For instance, when tuning the template system in Dojo, we looked at using regexps to speed up attribute matching, but the speed of replacement was such that it was faster to iterate recursively over the resulting DOM than to use regexps. Weirdly, it was the same story on FF and IE. There's something rotten there.
Regards
PS: Your cool WYSYWIG editor box for comments doesn't work for me in IE7 (a normal textarea shows up underneath the submit button and when I submit it says nothing was entered.)
I'm sure it could be optimized further, by replacing some of the regular expressions but I'd be very suprised if you could improved on the speed of the 'tokenise' function without sacrificing accuracy (of course, it can immediately be improved by removing the validation).
Replacement can be slow because there may be many matches for a given expression, and replacement often involves named subexpressions ($1, etc. which change the inherent execution time a lot).

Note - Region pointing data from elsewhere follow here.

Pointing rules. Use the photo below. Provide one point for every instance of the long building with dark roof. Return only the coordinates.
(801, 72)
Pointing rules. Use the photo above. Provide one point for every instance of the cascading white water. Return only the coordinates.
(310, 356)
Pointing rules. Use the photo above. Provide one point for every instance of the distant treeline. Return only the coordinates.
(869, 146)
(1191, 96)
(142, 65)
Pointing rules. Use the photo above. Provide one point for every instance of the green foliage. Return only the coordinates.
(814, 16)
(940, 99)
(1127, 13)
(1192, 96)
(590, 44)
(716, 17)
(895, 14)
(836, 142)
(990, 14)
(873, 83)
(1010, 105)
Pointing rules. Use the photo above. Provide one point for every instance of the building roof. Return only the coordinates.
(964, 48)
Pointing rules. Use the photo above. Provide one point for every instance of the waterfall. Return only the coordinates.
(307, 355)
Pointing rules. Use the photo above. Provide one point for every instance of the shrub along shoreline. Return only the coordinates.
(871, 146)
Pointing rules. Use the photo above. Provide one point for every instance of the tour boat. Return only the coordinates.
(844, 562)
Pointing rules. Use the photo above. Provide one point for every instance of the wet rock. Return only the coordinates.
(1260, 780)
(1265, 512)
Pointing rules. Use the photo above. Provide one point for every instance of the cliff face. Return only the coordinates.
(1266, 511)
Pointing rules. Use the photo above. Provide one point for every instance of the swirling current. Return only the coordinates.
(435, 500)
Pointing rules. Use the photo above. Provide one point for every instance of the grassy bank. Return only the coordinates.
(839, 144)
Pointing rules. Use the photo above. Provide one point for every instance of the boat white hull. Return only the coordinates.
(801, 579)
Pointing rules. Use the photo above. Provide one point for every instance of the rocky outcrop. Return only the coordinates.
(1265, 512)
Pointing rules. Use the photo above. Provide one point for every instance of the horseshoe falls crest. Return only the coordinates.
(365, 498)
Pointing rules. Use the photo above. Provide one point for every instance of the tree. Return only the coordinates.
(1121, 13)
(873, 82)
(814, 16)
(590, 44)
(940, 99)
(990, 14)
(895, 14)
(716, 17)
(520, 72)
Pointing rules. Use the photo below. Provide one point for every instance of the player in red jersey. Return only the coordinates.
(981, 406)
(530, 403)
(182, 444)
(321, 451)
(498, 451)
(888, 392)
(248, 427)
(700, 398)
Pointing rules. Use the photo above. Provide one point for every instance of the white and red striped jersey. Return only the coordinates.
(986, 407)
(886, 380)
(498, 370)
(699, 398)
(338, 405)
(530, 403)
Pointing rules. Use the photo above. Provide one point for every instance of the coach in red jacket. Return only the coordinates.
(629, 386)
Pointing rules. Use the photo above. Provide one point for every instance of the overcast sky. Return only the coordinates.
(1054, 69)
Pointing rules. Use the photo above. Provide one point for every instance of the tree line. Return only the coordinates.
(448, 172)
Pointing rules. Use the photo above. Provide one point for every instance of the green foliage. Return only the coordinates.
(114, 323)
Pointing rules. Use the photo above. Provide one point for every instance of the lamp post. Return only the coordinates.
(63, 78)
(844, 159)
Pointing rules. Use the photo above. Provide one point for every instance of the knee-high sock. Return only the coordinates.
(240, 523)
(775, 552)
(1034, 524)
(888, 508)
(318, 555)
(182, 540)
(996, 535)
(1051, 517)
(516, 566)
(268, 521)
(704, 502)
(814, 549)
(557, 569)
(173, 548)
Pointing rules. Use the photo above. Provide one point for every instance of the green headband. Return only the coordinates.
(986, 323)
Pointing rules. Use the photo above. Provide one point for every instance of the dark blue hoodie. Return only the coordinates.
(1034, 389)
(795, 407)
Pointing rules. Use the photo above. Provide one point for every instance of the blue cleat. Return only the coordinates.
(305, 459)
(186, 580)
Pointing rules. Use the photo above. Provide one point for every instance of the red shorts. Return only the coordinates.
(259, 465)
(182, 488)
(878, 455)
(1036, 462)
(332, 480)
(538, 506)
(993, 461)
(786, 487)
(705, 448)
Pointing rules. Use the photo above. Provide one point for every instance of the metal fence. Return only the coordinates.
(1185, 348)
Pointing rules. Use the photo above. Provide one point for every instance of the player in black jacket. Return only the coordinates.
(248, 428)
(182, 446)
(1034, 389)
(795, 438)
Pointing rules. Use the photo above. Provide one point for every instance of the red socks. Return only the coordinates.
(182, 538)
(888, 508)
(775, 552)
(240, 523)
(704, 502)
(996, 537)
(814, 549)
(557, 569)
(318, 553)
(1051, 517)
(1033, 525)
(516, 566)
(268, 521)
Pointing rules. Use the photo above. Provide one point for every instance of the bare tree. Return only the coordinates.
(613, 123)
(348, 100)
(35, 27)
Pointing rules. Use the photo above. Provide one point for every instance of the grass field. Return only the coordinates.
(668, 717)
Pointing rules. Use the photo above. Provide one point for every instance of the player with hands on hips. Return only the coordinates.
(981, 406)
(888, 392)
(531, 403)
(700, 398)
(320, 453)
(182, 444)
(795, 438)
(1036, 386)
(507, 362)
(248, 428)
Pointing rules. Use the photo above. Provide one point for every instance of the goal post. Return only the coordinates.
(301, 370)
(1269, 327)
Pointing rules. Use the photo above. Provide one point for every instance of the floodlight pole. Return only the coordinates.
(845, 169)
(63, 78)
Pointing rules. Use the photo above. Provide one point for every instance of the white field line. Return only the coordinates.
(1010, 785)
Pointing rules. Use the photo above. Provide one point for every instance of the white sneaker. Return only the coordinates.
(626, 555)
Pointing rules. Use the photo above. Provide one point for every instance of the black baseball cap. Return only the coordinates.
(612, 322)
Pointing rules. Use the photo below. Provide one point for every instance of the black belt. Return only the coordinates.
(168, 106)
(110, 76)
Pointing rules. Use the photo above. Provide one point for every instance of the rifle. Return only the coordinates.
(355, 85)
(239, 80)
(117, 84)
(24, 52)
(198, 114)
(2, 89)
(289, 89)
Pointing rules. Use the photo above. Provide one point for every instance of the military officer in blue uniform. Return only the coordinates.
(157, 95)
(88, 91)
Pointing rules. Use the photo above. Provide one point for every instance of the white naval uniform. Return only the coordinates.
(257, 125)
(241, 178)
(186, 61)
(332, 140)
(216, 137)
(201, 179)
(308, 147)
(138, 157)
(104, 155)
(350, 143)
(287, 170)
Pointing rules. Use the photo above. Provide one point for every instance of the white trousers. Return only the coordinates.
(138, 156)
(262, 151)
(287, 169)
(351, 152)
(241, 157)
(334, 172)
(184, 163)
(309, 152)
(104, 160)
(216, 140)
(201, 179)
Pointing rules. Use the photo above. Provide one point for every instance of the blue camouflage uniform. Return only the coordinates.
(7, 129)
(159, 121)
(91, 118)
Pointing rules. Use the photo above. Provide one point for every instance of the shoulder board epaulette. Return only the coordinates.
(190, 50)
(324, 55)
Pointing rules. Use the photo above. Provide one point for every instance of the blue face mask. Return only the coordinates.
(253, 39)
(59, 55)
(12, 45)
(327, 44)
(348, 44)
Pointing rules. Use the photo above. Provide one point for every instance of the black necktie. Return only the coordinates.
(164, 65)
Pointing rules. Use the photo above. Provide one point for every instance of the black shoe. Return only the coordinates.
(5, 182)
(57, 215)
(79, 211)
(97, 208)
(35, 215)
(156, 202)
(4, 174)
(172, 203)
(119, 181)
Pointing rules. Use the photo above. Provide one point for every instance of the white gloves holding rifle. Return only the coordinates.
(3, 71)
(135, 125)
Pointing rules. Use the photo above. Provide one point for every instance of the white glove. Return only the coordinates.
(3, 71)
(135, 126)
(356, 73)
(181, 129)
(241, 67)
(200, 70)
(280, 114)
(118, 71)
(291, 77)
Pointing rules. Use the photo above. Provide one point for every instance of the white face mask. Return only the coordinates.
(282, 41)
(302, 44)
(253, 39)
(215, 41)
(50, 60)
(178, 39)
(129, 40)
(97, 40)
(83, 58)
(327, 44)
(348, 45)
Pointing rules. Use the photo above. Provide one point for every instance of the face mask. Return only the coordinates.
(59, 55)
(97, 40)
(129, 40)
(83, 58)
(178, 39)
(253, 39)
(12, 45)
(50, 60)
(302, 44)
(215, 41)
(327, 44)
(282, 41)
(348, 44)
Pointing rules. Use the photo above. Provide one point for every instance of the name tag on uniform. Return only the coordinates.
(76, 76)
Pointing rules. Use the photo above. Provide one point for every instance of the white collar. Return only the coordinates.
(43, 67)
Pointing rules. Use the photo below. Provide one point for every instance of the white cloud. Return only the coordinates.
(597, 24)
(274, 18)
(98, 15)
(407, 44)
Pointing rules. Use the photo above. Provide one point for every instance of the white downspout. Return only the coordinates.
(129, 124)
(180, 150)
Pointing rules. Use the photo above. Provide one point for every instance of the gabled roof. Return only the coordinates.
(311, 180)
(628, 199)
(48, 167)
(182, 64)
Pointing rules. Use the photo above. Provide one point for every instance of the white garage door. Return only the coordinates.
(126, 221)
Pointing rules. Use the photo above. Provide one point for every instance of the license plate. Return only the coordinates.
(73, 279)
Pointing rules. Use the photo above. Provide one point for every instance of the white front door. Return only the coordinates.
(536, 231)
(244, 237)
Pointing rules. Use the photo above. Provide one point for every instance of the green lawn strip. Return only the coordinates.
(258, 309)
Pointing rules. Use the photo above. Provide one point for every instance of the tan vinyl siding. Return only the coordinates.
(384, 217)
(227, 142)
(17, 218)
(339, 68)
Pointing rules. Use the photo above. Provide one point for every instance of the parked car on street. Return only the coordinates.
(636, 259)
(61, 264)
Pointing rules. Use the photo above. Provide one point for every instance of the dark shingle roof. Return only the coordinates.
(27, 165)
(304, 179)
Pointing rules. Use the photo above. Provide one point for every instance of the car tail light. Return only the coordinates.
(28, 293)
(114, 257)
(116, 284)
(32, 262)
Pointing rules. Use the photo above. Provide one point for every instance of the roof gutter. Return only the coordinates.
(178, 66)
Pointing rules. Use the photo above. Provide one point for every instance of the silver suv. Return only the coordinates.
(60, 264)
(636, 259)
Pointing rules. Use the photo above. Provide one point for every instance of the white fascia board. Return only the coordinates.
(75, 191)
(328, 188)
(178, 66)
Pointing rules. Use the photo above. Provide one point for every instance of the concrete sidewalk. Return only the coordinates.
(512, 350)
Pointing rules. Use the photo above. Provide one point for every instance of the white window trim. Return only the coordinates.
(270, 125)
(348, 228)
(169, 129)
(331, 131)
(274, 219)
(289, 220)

Any string changes will test the string representation implementation (and often the storage manager it uses). If the string representation can't share structure with the original string, a new string has to be allocated -- that's slow, and the string has to be copied. If the number of matches grows with the size of the string, the performance is going to deteriorate in an n**2 fashion, because of all the copying.
A string representation that uses sharing and pointer structures to avoid copying is more complex, and you will pay for the faster substitutions with slower access and updates to the string because it's not an indexable buffer of character code points.
Such structures can also introduce garbage-collection issues as portions deleted from a string may still be in memory, in the original character-buffers.
This is an implementation area that's been hard to optimize since the original classic papers on string-processing languages in the 1960's. Look up Griswold and Snobol.